Pełna ekspresji i zmysłowego erotyzmu rzeźba wywołała powszechne oburzenie i zgorszenie. W związku z tym wstrzymano inne zamówienia u artysty. Rzeźba w końcu znalazła się w Berlińskiej Galerii Narodowej, a obecnie w berlińskim Muzeum Karla Friedricha Schinckla w kościele Friedrichswerder.

 

Od tej pory owiany złą sławą Kalide przegrywał konkursy na stworzenie pomników, w czym niemałą zasługę miał król pruski Fryderyk Wilhelm IV. Dwa jego projekty Fryderyka Wielkiego i Fryderyka Wilhelma III przegrały z pracami innego górnośląskiego artysty Augusta Kissa. Pomniki miały stanąć na rynku wrocławskim. Ten ostatni był Kalidemu dobrze znany, gdyż razem praktykowali u Roucha.

 

Na szczęście w 1853 roku zrealizował dwa inne dzieła. Pierwsze to pomnik Hrabiego Redena, który został odsłonięty 29 sierpnia 1853 roku. Paradoksalnie dokonał tego sam król pruski Fryderyk Wilhelm IV.
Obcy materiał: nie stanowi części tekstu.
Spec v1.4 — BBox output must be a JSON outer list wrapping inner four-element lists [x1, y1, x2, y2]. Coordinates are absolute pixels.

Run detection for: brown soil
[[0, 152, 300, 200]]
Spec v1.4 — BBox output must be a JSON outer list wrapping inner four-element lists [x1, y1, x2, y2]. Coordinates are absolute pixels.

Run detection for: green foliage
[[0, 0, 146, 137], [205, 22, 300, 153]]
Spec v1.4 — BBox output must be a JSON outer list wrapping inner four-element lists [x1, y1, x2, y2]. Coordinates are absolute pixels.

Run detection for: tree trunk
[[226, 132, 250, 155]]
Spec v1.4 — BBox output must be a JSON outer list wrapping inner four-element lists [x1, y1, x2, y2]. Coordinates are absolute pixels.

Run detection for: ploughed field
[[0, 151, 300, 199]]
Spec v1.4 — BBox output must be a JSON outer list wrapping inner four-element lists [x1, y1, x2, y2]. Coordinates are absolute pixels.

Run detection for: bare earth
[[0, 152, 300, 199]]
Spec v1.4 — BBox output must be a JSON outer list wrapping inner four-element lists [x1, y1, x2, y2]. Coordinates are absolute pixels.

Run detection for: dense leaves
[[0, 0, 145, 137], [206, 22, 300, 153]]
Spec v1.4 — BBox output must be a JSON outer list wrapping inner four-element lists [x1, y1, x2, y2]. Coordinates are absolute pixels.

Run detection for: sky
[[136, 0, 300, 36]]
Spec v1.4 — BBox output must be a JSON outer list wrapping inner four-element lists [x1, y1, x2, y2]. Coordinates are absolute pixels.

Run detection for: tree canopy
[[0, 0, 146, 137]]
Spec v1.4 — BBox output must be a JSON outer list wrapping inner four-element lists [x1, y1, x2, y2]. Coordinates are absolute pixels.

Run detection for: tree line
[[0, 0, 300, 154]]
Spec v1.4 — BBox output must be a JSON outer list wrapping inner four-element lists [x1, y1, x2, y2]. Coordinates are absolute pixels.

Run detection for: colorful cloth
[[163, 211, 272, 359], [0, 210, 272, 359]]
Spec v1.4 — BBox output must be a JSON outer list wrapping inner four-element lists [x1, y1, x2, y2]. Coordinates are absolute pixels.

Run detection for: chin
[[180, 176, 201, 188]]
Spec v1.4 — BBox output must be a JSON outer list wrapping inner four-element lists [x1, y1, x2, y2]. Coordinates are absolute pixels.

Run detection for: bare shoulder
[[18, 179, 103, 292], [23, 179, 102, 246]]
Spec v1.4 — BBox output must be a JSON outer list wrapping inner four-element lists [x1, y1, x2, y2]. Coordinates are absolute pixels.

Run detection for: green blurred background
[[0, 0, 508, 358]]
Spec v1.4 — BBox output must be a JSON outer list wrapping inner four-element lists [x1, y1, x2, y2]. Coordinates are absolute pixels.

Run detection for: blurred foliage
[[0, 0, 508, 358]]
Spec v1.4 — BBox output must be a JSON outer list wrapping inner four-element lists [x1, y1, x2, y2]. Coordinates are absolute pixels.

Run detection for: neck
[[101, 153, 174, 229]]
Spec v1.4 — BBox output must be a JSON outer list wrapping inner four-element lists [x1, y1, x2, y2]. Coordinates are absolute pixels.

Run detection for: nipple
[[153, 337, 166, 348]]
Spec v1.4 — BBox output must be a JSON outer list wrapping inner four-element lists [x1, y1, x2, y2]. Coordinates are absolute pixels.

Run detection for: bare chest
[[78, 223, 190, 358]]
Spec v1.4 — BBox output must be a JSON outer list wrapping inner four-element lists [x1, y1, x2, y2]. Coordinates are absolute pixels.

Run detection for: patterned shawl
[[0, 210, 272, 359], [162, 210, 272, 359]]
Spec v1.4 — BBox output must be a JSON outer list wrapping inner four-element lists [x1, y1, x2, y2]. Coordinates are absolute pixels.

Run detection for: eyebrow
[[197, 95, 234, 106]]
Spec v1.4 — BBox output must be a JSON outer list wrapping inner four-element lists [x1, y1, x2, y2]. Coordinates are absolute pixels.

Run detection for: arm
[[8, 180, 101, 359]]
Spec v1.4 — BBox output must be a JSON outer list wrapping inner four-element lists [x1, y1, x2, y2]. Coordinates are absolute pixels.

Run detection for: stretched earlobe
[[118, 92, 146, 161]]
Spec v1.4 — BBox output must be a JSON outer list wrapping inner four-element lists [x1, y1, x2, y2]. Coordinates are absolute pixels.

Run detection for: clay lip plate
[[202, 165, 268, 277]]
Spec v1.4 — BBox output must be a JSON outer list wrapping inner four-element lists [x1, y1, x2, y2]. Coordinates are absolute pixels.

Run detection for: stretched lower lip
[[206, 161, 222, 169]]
Drugie zaś było pomnikiem jego szwagra Franza von Wincklera, stanął w Katowicach, obok dzisiejszego Pomnika Powstańców Śląskich. Przedstawiał antyczną czarę umieszczona na czworo graniastym cokole z medalionami Wincklera.

 

 

Już po śmierci Franciszka Wincklera, jego jedyna córka, Waleska zamówiła rzeźbę Matki Bożej z Dzieciątkiem do ufundowanego przez Wincklerów kościoła p. w. Świętego Krzyża w Miechowicach. Rzeźba wykonana z białego marmuru, ukończona w 1860 roku była ostatnim dziełem Kalidego, ale przez wielu uznana została za najlepszą w dorobku artysty. Wydaje się jednak, iż największą jego pasją było projektowanie pomników.

 

W życiu prywatnym Theodorowi układało się bardzo różnie. Przez długi czas żył z młodą dziewczyną, która pozowała mu do „Bachantki”. W końcu się z nią ożenił, mieli dwójkę dzieci, jednak małżeństwo się rozpadło. Po tym wydarzeniu artysta nie stronił od wyskokowych trunków.
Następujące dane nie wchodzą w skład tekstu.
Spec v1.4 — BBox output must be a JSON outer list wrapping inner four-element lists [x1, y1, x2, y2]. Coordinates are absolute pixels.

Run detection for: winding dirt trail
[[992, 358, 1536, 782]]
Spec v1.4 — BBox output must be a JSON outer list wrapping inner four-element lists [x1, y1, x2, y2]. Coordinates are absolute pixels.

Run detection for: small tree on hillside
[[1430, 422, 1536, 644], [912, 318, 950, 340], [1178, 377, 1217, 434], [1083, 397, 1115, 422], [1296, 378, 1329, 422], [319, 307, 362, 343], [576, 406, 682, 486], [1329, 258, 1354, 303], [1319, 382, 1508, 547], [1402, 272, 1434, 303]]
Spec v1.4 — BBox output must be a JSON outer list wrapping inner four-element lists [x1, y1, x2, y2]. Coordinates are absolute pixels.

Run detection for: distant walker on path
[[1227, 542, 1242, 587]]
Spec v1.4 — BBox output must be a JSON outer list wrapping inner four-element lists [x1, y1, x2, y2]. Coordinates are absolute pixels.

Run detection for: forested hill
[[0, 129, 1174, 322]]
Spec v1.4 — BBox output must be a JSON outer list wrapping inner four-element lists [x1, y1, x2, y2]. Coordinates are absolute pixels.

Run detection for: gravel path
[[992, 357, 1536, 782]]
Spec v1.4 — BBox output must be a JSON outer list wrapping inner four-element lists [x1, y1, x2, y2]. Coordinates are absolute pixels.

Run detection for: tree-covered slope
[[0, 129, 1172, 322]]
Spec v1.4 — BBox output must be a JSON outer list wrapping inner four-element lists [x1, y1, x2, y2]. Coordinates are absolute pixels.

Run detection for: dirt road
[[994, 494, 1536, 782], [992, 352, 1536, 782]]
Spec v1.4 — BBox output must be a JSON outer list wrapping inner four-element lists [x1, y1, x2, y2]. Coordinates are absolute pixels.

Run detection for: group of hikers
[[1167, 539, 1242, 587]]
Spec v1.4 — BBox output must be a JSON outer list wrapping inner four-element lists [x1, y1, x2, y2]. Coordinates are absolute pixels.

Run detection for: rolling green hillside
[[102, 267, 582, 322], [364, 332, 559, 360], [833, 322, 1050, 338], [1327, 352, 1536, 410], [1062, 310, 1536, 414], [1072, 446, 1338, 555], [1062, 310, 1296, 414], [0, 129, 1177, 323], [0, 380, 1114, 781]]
Do Gliwic Kalide wrócił pod koniec życia, gdzie zamieszkał z bratem, niestety dostał udaru mózgu. Theodor Kalide zmarł 23 sierpnia 1863 roku i zgodnie ze swą wolą został pochowany na cmentarzu hutniczym w Gliwicach przy ul. Robotniczej. Cmentarz ten powstał prawie równolegle z Królewską Odlewnią Żelaza. Chowano tam pracowników, dyrektorów oraz osoby związane z działalnością huty. Spoczywa tam także John Baildon. Jego nagrobek został odrestaurowany w 2005 roku, dzięki stowarzyszeniu „Gliwickie Metamorfozy”.

Ulica w Chorzowie, przy której znajduje się dom, w którym rzeźbiarz się urodził została nazwana jego imieniem.